Baccano!: 1934 Alice in Jails: Streets

By Ryohgo Narita and Katsumi Enami. Released in Japan by ASCII Mediaworks. Released in North America by Yen On. Translated by Taylor Engel.

At the end of this volume Narita announces that they’re making an anime (which we have all already seen, of course), and also that after a Prison volume consisting mostly of old favorites, the Streets book mostly features either new cast members or relatively new ones, such as Christopher. That said, while they may have been new to the reader, I’m sure that the anime watcher is finally relieved to see Gustav St. Germain, his assistant/student Carol, and Graham Specter, who were cameo’d in the last book but show up in a major way here. Narita wrote Gustav and Carol into the anime as bookends commenting on the story in a metatextual way, which fits with what they do, and Graham showed up in one of the OAVs, whose events are described here but not shown. Well, at least I assume that folks are enjoying Gustav and Carol. Graham has a few people who just don’t like him, and I get it – like many, many other Narita characters, he won’t shut up.

Miria is in the foreground of the cover, but doesn’t show up till the end of the book. Same with Huey, whose ominous face takes up the background on the left side. Instead we see Renee, who is introduced to us as almost a parody of the “dojikko” type – busty and gorgeous, but always tripping and bumping into people, and constantly apologizing. Of course, just as we were introduced to Elmer C. Albatross as a smiling, likeable guy and then realized that this was not really correct, it turns out that Renee, like Huey, who she seems to have a connection to, is a bit of a horrible monster. Graham, Gustav and Carol are on the cover as well, in addition to Christopher Shaldred, last seen getting the crap kicked out of him on the side of a building in The Slash. Turns out that had a big effect on him, so in the meantime he’s playing bodyguard to the heir to the Russo family, Ricardo, who turns out to also have some big secrets. Not pictured is Lua Klein, Ladd’s girlfriend, who the Russos have locked up, presumably as leverage. Given Lua’s ultra-passive personality, you’d think they could just tell her to leave, but she does make an effort to escape when it presents itself.

That said, though, I think the most important part of the cast (also not pictured) is Rail, also one of the Lamia/Larva group we’ve come to know, and (as all of them are) one of Huey’s homunculus experiments.

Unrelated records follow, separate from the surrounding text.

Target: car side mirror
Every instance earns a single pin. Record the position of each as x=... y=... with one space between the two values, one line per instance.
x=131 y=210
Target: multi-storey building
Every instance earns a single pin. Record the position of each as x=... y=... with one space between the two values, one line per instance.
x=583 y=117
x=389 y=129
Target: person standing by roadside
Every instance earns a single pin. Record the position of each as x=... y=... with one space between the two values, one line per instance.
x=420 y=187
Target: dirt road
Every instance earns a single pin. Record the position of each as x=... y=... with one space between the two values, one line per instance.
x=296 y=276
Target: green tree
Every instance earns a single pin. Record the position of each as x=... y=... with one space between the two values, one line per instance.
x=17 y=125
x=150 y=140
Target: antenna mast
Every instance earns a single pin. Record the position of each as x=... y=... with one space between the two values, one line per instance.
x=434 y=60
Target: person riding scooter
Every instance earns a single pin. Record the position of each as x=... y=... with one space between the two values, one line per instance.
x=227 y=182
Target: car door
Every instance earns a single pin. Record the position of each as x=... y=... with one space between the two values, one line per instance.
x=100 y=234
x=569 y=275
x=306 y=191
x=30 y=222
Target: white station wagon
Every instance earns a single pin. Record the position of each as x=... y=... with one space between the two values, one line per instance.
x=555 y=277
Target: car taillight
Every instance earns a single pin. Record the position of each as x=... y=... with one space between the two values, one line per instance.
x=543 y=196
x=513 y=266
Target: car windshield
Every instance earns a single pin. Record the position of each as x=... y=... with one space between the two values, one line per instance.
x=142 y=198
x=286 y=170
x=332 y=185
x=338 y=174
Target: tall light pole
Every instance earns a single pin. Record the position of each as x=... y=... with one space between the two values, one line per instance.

Huey’s view of everyone as an experiment tends to dehumanize them, and Renee clearly feels the same way. Add this to their not being “born” the way normal humans are, and the horrific tortures they’ve been forced to undergo, and it’s no surprise that most of Lamia are a bit eccentric. Rail is not sure about such basic things as humanity, and the events in this book really don’t help. That said, the majority of this book, as with a lot of Narita’s works, is a big series of fights and battles, combined with explosions (Rail loves to use bombs, although they are apparently not as good as another bomber we’ve seen in this series).

At the end of the book Miria and Jacuzzi’s gang are back in Chicago, trying to meet up with Isaac, who can only afford rail fare to there. So no doubt Peter Pan in Chains will bring the old and new cast together for a big finale. In the meantime, despite being filled with new characters you’re still learning about, this is a typically fun volume of Baccano!.